6. Cross-Layer System and Programming Support
Robust exploitation of In-DRAM primitives requires integration at all layers:
- FPGA-based frameworks such as PiDRAM provide end-to-end experimental infrastructure for deploying, evaluating, and extending In-DRAM primitives on real commodity DRAM (Olgun et al., 2022, Olgun et al., 2021).
- Programming models and runtimes (e.g., bbop in Proteus, pLUTo/Shared-PIM) provide abstractions for mapping high-level computational kernels to underlying In-DRAM command sequences, exposing interfaces for precision, mapping, and operation type selection (Oliveira et al., 29 Jan 2025, Mamdouh et al., 2024).
- Operating system support for page/subarray-aware memory allocations, synchronization, and security primitives is necessary for correctness and maximal yield.
7. Future Directions and Prospects
The ongoing trajectory of In-DRAM primitive research includes:
- Broader support for functionally-complete logic (beyond AND/OR/NOT) in COTS DRAM without device-specific tuning (Yuksel et al., 2024).
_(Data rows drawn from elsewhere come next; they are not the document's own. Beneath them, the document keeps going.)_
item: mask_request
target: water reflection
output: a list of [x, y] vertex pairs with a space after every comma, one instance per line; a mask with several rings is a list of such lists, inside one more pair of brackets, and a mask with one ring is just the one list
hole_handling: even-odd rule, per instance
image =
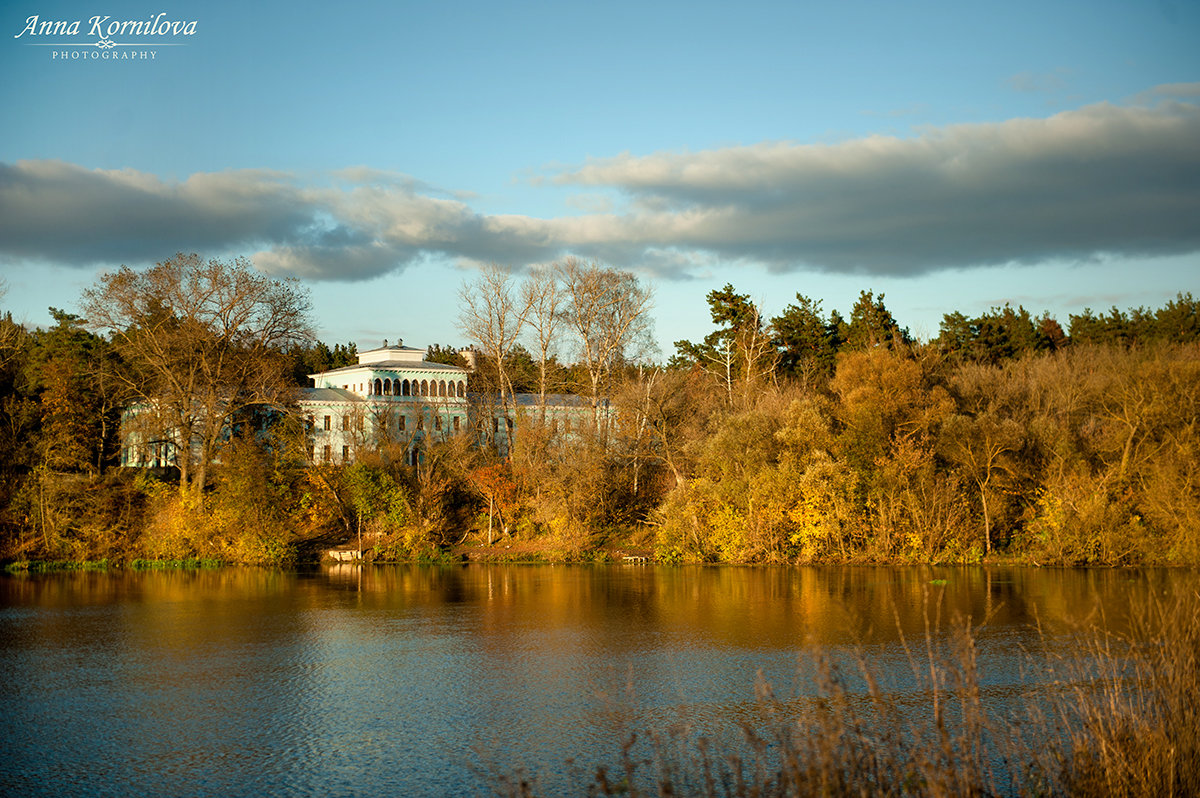
[[[920, 712], [909, 651], [977, 627], [992, 700], [1026, 652], [1122, 628], [1182, 571], [334, 566], [0, 579], [4, 794], [429, 794], [471, 763], [593, 762], [626, 726], [811, 694], [861, 655]], [[1043, 630], [1038, 633], [1037, 627]], [[909, 647], [906, 650], [906, 645]], [[555, 770], [558, 767], [559, 770]]]

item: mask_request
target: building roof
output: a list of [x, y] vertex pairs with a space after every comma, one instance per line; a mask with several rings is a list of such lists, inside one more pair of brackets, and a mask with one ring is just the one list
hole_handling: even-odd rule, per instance
[[468, 373], [467, 369], [462, 366], [451, 366], [448, 363], [431, 363], [428, 360], [381, 360], [375, 363], [357, 363], [353, 366], [342, 366], [336, 369], [329, 369], [329, 371], [319, 371], [316, 374], [309, 374], [308, 376], [317, 377], [321, 374], [339, 374], [343, 371], [358, 371], [359, 369], [375, 369], [378, 371], [409, 369], [413, 371], [453, 371], [457, 374]]
[[[519, 393], [516, 394], [518, 407], [537, 407], [539, 395], [536, 393]], [[607, 399], [601, 399], [600, 404], [606, 404]], [[592, 400], [586, 396], [578, 396], [573, 393], [548, 393], [546, 394], [547, 407], [591, 407]]]
[[342, 390], [341, 388], [301, 388], [301, 402], [365, 402], [356, 393]]

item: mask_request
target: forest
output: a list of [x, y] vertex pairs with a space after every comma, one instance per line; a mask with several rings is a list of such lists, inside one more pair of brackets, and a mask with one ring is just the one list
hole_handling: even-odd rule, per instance
[[[308, 461], [296, 396], [357, 349], [313, 340], [305, 291], [243, 259], [123, 267], [47, 329], [6, 314], [0, 561], [291, 565], [358, 540], [376, 561], [1200, 564], [1190, 294], [1065, 326], [949, 311], [921, 341], [869, 290], [767, 318], [727, 284], [666, 359], [652, 299], [572, 259], [479, 272], [462, 340], [427, 353], [476, 350], [473, 412], [511, 417], [521, 393], [606, 410], [569, 433], [525, 412], [503, 457], [469, 428], [427, 438], [417, 468], [412, 441]], [[187, 473], [121, 467], [138, 405], [198, 442]]]

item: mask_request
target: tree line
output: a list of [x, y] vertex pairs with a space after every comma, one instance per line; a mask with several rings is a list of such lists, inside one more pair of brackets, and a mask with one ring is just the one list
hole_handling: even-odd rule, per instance
[[[429, 438], [414, 468], [412, 441], [364, 438], [352, 464], [312, 464], [297, 391], [356, 349], [312, 341], [305, 292], [243, 260], [122, 268], [84, 317], [0, 319], [0, 557], [282, 563], [346, 539], [386, 559], [503, 538], [579, 559], [1200, 562], [1190, 294], [1066, 329], [951, 312], [930, 341], [870, 291], [848, 316], [797, 294], [767, 318], [732, 285], [707, 302], [712, 331], [656, 363], [633, 274], [485, 268], [460, 331], [474, 413], [514, 419], [509, 445]], [[548, 412], [560, 394], [586, 408], [574, 426]], [[178, 474], [120, 467], [139, 418], [192, 441]]]

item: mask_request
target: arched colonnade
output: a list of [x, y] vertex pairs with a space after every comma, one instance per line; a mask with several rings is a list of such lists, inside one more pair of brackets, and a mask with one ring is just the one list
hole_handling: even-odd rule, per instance
[[466, 380], [402, 380], [377, 377], [371, 383], [372, 396], [445, 396], [467, 398]]

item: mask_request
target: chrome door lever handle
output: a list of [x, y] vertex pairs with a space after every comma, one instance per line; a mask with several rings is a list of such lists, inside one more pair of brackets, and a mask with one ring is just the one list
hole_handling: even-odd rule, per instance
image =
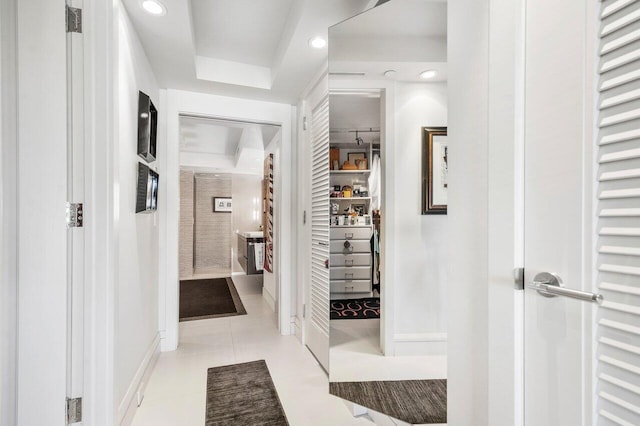
[[561, 285], [562, 279], [558, 275], [541, 272], [534, 277], [533, 282], [527, 284], [527, 287], [536, 290], [544, 297], [564, 296], [584, 302], [595, 302], [599, 305], [602, 304], [604, 300], [601, 294], [565, 288], [561, 287]]

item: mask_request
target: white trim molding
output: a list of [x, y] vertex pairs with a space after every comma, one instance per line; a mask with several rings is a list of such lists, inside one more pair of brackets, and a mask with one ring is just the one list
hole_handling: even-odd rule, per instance
[[[180, 171], [180, 116], [196, 115], [201, 117], [226, 118], [241, 121], [270, 123], [281, 126], [280, 157], [276, 167], [281, 177], [276, 183], [276, 190], [282, 194], [277, 199], [279, 218], [276, 218], [280, 231], [280, 241], [276, 241], [276, 253], [280, 259], [290, 259], [294, 230], [288, 224], [292, 222], [292, 176], [291, 164], [291, 136], [292, 136], [292, 106], [275, 102], [255, 101], [249, 99], [231, 98], [226, 96], [204, 93], [187, 92], [169, 89], [166, 95], [161, 95], [160, 106], [166, 111], [166, 132], [159, 134], [158, 151], [165, 154], [160, 156], [159, 167], [164, 170], [164, 179], [160, 179], [159, 191], [165, 196], [159, 202], [160, 232], [164, 234], [160, 239], [160, 264], [166, 265], [160, 271], [160, 330], [165, 332], [165, 338], [160, 345], [162, 351], [175, 350], [178, 347], [178, 214], [179, 214], [179, 171]], [[279, 166], [282, 165], [282, 166]], [[285, 226], [286, 224], [286, 226]], [[276, 267], [279, 260], [275, 260]], [[278, 329], [283, 335], [291, 330], [291, 283], [295, 276], [293, 268], [276, 269], [279, 285], [276, 286], [278, 306]], [[279, 281], [278, 281], [279, 280]], [[272, 304], [272, 307], [274, 307]]]
[[396, 333], [396, 356], [447, 355], [447, 333]]
[[118, 405], [118, 423], [130, 424], [136, 414], [136, 410], [144, 398], [144, 390], [149, 383], [149, 377], [160, 357], [160, 334], [156, 334], [155, 339], [147, 349], [147, 352], [133, 376], [133, 380], [127, 388], [127, 392], [122, 397]]
[[271, 310], [275, 312], [276, 300], [273, 298], [273, 296], [271, 296], [271, 294], [264, 287], [262, 287], [262, 298], [264, 299], [265, 302], [267, 302], [267, 305], [269, 305], [269, 308], [271, 308]]

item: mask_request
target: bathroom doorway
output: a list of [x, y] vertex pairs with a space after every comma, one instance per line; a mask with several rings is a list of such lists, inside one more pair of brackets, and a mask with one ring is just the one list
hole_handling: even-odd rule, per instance
[[180, 321], [246, 313], [235, 283], [276, 310], [274, 158], [280, 126], [180, 117]]

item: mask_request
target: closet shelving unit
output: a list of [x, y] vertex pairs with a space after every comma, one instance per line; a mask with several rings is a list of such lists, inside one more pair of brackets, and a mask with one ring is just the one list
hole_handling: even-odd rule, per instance
[[[357, 132], [357, 133], [356, 133]], [[356, 139], [363, 135], [361, 143]], [[350, 139], [344, 141], [345, 136]], [[374, 140], [375, 138], [378, 140]], [[342, 137], [340, 140], [335, 140]], [[353, 137], [353, 139], [351, 139]], [[366, 140], [365, 140], [366, 138]], [[331, 148], [340, 149], [339, 164], [342, 166], [348, 159], [349, 153], [365, 153], [367, 166], [371, 161], [377, 146], [379, 152], [379, 130], [348, 129], [332, 130], [329, 143]], [[354, 188], [366, 187], [369, 191], [370, 169], [366, 170], [330, 170], [330, 190], [334, 186], [345, 185]], [[371, 217], [371, 196], [364, 197], [330, 197], [329, 203], [339, 205], [338, 214], [331, 214], [330, 225], [330, 287], [331, 299], [357, 299], [372, 296], [372, 257], [371, 235], [373, 233], [373, 218]], [[337, 216], [345, 215], [345, 210], [352, 205], [364, 205], [365, 214], [369, 215], [369, 223], [337, 225]]]

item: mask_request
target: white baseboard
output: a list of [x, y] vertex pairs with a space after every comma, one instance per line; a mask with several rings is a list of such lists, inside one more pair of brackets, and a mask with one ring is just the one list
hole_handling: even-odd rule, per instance
[[153, 371], [153, 367], [158, 361], [160, 356], [160, 334], [156, 334], [156, 337], [151, 342], [151, 345], [147, 349], [147, 352], [133, 376], [127, 392], [124, 394], [122, 401], [118, 405], [118, 421], [116, 424], [129, 425], [133, 421], [133, 416], [138, 409], [138, 395], [141, 395], [140, 400], [144, 398], [144, 389], [149, 383], [149, 377]]
[[398, 333], [393, 343], [396, 356], [447, 355], [447, 333]]
[[273, 312], [276, 311], [276, 300], [269, 294], [266, 288], [262, 287], [262, 298], [267, 302], [267, 305], [271, 308]]

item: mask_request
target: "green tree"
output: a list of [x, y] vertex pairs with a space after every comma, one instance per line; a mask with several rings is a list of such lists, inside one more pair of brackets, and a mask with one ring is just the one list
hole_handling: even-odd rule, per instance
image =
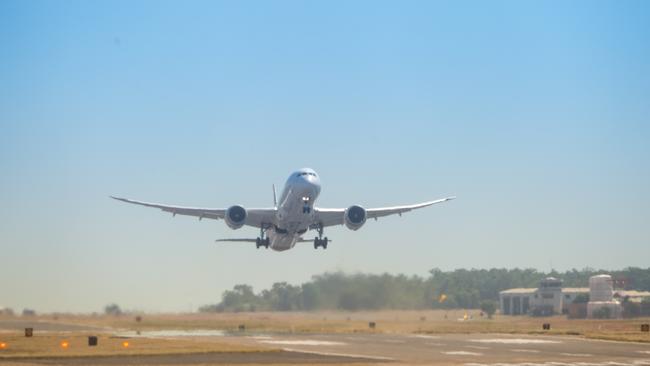
[[108, 304], [104, 307], [104, 314], [113, 316], [122, 315], [122, 309], [115, 303]]
[[492, 319], [492, 316], [497, 311], [497, 303], [492, 300], [483, 300], [481, 301], [481, 311], [487, 314], [488, 319]]

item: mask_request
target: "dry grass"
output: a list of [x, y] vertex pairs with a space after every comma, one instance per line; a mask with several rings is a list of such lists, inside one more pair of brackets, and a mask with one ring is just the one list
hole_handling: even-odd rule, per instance
[[[650, 342], [650, 333], [642, 333], [640, 324], [650, 318], [596, 320], [567, 319], [564, 316], [532, 318], [528, 316], [481, 317], [478, 310], [364, 311], [364, 312], [258, 312], [218, 314], [143, 315], [141, 322], [133, 316], [51, 316], [44, 321], [94, 325], [128, 330], [218, 329], [237, 332], [240, 324], [246, 332], [279, 333], [512, 333], [580, 335], [588, 338]], [[459, 321], [467, 315], [471, 320]], [[376, 329], [369, 329], [369, 322]], [[551, 330], [543, 331], [542, 324]]]
[[[48, 333], [25, 338], [22, 334], [0, 333], [0, 342], [6, 348], [0, 349], [0, 361], [19, 360], [33, 357], [80, 357], [121, 355], [164, 355], [207, 352], [259, 352], [271, 351], [263, 347], [244, 346], [224, 342], [188, 340], [167, 340], [147, 338], [116, 338], [99, 335], [97, 346], [89, 347], [85, 335], [75, 333]], [[67, 348], [62, 347], [67, 342]], [[123, 342], [128, 342], [124, 347]]]
[[[463, 320], [465, 315], [469, 320]], [[67, 319], [60, 319], [67, 320]], [[221, 329], [237, 331], [240, 324], [252, 332], [291, 333], [513, 333], [583, 335], [590, 338], [650, 342], [650, 333], [642, 333], [640, 325], [650, 323], [639, 319], [567, 319], [564, 316], [532, 318], [528, 316], [495, 316], [486, 319], [478, 310], [368, 311], [368, 312], [293, 312], [293, 313], [221, 313], [145, 315], [140, 323], [133, 317], [83, 317], [69, 319], [114, 328], [156, 329]], [[375, 330], [369, 322], [376, 322]], [[543, 331], [542, 324], [551, 330]]]

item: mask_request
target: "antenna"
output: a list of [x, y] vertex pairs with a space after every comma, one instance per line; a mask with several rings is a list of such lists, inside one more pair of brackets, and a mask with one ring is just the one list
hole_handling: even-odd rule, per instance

- Enhanced reliability and programmability (CODIC-style) to enable adaptive operation tuning and debugging (Orosa et al., 2021).
- High-precision, in-place analog operations, higher-order reductions, and reconfigurable adaptation to new applications (e.g., LLM accelerators, security co-processors) (Shivanandamurthy et al., 2023, Kubo et al., 31 Mar 2025).
- Standardization of controller and software stack interfaces, e.g., via new ISA extensions and mmapped command interfaces, to facilitate application-level deployment and cross-platform compatibility (Olgun et al., 2021, Oliveira, 27 Aug 2025).
- Exploration of In-DRAM primitives in new memory technologies, such as 3D-stacked DRAM and NVM, leveraging their unique circuit properties for further acceleration and security primitives (Orosa et al., 2019).
In summary, In-DRAM primitives emerge as a foundational mechanism to tightly couple low-overhead, high-throughput compute with memory systems, fundamentally altering the balance of data movement, compute, and storage in next-generation systems (Seshadri et al., 2016).